The emission itself supports four transport mechanisms:

  • REST: MCPs are sent to the DataHub GMS server via HTTP REST API (default).
  • Kafka: MCPs are published to a Kafka MCP topic for asynchronous ingestion.
  • File: MCPs are written to a local file for offline processing.
  • S3: MCPs are written to an S3 bucket for cloud-native workflows.

Each MCP is emitted with a 10-second timeout. The emitter handles failures by logging errors without crashing the Spark application, ensuring that metadata collection issues do not impact data processing.

Theoretical Basis

The Lineage Emission principle is grounded in the event coalescing pattern and the accumulate-then-flush strategy:

Event coalescing: When a system generates many fine-grained events that represent parts of a larger logical operation, it is often more efficient and semantically correct to merge them before acting on them. In the Spark context:

  • A Spark application reading from 5 tables and writing to 2 tables might execute 10+ individual Spark jobs internally.
  • Each job may have overlapping inputs (e.g., multiple joins on the same table).
  • Coalescing merges all these into a single DataJob with a unified set of input edges and output edges.

This reduces noise in the metadata graph and produces a lineage view that matches the user's mental model of "one Spark application = one logical data transformation."

Accumulate-then-flush: The emitter maintains an in-memory list of DatahubJob objects throughout the application's lifetime. At flush time (application end or periodic trigger), it merges all accumulated jobs by:

  • Combining input datasets across all jobs (deduplicating by URN).
  • Combining output datasets across all jobs (deduplicating by URN).
  • Taking the minimum start time and maximum end time.
  • Merging custom properties from all constituent jobs.
  • Selecting the most severe run result (failure overrides success).
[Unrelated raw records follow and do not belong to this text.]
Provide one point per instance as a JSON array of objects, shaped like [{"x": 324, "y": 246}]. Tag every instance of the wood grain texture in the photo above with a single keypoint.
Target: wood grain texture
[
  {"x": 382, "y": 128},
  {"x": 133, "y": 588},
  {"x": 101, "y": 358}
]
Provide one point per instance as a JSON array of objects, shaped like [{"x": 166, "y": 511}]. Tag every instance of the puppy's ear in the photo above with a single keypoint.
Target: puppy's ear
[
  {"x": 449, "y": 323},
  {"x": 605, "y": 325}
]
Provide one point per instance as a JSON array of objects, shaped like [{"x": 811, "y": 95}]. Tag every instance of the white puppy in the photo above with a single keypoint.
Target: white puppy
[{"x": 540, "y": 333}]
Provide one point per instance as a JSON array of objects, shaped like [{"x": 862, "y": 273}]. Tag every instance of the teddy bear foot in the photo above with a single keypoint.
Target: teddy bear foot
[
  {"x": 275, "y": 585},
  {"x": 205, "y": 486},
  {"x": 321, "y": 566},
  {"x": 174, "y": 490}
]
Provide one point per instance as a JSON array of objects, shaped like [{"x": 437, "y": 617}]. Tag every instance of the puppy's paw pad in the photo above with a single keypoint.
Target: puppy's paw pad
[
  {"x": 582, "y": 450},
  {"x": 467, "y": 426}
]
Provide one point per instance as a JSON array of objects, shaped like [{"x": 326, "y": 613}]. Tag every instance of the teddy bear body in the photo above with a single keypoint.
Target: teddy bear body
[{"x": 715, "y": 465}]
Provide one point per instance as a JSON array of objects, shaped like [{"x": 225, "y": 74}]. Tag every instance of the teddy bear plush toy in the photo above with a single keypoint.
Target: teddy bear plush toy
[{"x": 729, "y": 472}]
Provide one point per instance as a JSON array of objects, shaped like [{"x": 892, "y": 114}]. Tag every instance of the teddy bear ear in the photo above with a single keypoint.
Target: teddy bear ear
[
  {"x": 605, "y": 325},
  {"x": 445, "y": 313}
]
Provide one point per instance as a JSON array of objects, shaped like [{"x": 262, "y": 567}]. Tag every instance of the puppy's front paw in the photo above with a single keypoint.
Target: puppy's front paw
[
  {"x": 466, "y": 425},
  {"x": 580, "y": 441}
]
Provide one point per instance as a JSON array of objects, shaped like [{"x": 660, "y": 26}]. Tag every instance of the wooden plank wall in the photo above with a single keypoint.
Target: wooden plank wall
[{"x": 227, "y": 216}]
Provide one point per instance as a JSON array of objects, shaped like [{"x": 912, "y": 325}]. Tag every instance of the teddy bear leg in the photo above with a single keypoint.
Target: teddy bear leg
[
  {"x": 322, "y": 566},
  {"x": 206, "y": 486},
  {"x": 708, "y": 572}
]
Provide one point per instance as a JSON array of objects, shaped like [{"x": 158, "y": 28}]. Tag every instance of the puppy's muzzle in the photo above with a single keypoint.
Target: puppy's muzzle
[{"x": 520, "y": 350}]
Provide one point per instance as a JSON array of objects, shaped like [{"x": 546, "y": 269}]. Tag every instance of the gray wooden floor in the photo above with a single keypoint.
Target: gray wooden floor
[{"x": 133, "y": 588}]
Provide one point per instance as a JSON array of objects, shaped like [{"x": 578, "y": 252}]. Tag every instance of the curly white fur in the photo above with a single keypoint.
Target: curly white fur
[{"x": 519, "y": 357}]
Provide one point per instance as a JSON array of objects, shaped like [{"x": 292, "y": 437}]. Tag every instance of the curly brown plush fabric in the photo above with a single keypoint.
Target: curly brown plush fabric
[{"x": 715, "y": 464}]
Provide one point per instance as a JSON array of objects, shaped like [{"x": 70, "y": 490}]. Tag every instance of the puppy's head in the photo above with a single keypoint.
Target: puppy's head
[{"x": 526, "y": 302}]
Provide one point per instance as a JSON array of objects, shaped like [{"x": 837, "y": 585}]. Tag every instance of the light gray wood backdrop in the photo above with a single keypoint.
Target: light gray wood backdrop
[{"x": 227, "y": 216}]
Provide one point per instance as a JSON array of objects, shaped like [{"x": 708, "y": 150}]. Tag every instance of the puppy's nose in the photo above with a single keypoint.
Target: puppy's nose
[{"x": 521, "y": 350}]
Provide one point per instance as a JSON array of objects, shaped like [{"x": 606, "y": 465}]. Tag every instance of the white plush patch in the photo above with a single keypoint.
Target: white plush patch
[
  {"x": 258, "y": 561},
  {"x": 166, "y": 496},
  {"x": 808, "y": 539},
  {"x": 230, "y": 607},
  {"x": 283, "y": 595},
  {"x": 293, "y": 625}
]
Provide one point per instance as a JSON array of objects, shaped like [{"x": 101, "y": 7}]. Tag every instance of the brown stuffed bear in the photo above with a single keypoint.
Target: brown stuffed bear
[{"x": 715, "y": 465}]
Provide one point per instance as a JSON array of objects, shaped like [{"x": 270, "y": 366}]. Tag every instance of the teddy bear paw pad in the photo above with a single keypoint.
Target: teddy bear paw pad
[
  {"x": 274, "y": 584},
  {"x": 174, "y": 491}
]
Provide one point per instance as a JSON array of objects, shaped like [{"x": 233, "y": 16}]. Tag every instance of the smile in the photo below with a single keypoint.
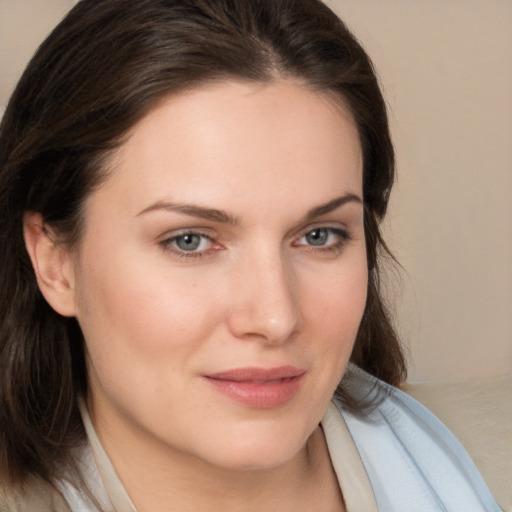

Transport abstraction: The emitter decouples the "what to emit" from the "how to emit" through a transport abstraction layer. The same set of MCPs can be delivered via REST, Kafka, file, or S3 without changing the coalescing or conversion logic. This follows the Strategy pattern where the transport mechanism is selected at configuration time and injected into the emitter.

Fault tolerance: The emission layer is designed to be non-blocking with respect to the Spark application. Each MCP emission uses a Future with a timeout, and failures are logged rather than propagated. This ensures that DataHub infrastructure outages or network issues do not cause Spark job failures.